In vivo targeting of de novo DNA methylation by histone modifications in yeast and mouse

In this case, we would like to ask you to revise your manuscript swiftly by addressing the comments below and return your revision within four weeks of time (the sooner the better), in order for us to further consider publication.

1) The authors have to provide a clear rationale for their selection of DNMT3b only (instead of DNMT3a or both) to study de novo DNA methylation, since DNMT3a has been shown to have stronger enzymatic activity than DNMT3b in (Baubec et al. 2015), and DNMT3a (but not DNMT3b) is frequently mutated in tumors.

We expressed both murine de novo DNA methyltransferases in yeast, but we weren’t able to detect any expression both at RNA and protein levels of the murine DNMT3a in our transformed yeast strains. Moreover, whole genome bisulfite sequencing data of the DNMT3a strains do not show any level of DNA methylation. We do not understand the reason for why DNMT3a expression did not work, while DNMT3b did.

2) The authors need to discuss any differences of their work in comparison with Baubec et al. 2015.

Discussion of similarities and differences have been included in the Introduction and Discussion sections of the manuscript, as illustrated below.
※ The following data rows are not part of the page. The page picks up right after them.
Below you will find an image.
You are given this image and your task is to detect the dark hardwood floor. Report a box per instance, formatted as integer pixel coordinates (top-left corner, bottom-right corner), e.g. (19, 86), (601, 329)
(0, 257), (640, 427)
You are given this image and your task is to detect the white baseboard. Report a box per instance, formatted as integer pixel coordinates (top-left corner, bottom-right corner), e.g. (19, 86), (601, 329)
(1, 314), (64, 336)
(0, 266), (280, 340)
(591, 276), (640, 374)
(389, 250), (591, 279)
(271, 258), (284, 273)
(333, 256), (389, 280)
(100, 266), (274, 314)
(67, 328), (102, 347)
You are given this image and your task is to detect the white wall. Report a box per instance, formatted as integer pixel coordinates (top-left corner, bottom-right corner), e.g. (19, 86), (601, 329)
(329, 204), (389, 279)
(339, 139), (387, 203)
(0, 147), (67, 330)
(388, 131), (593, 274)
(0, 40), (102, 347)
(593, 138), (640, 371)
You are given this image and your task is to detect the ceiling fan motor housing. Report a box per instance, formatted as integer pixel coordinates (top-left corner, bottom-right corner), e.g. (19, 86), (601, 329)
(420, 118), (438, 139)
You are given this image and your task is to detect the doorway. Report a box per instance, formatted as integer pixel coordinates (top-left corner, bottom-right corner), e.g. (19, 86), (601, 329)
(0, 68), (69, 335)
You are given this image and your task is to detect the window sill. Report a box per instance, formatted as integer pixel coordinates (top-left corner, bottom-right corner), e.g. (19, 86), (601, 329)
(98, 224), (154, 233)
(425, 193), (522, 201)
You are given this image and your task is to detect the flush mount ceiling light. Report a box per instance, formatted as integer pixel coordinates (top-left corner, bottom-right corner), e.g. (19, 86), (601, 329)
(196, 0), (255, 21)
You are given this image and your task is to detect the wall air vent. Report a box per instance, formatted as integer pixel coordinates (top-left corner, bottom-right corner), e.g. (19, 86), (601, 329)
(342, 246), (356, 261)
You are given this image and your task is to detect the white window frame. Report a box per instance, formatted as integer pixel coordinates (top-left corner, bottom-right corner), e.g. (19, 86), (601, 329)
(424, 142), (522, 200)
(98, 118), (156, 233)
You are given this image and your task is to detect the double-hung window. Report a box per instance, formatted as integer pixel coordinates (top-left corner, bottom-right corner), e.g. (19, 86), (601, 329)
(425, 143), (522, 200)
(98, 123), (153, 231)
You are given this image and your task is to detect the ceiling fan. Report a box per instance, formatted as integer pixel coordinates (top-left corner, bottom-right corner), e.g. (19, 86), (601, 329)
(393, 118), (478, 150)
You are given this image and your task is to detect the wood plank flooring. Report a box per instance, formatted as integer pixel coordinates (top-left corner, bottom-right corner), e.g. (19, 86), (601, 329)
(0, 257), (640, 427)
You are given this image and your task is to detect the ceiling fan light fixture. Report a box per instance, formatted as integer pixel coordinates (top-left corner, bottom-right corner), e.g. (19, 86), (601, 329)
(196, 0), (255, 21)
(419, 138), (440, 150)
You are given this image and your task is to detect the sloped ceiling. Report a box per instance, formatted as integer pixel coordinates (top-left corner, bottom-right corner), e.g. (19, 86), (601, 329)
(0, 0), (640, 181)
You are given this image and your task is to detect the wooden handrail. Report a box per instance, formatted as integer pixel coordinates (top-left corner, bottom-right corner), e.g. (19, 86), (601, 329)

Introduction, fifth paragraph: “Recently it has been reported that the PWWP domain is important in specifying the localization of DNMT3b in mouse embryonic stem cells (Baubec et al., 2015).”

Discussion, first paragraph: “It has been recently shown (Baubec et al., 2015) that in embryonic stem cells the PWWP domain is responsible for the targeting of DNMT3b […] and during a period of biologically important de novo DNA methylation (germ cells).”

Discussion, second paragraph: “In our yeast system we detected an anti-correlation between transcript levels and DNA methylation […] into the gene-body, shaping their intragenic DNA methylation distribution.”

3) The final section on mouse male germline DNA methylation is the least developed, but this should not prove difficult to improve. Many results and conclusions in the section “Correspondence between H3K36me3 and early DNA methylation in mammalian cells” are primarily supported by browser captures (Figure 6B–D) rather than quantitative plots. This is not appropriate. Furthermore, there is a paucity of summary information on the WGBS experiments. An intelligent reader will refer to this in supplementary data in order to judge the reliability of the data.

Figure 6C was modified: the previous genome browser snapshot (which was similar to that of 6D) was substituted with a quantitative plot showing that regions with high H3K36me3 levels at E13.5 are associated with the de novo DNA methylation increase occurring between E13.5 and E16.5. Data from WGBS experiments in mice (Pastor et al., 2014 and Seisenberger et al., 2012) were summarized in Supplementary file 1 panel G and Supplementary file 2 panel C, in the same manner as the yeast DNA methylation data. Also, Figures 6E and 6F are quantitative metaplots over all protein coding genes, which show global correlation of DNA methylation and H3K36me3 (6F) and anti-correlation with H3K4me3 (6E).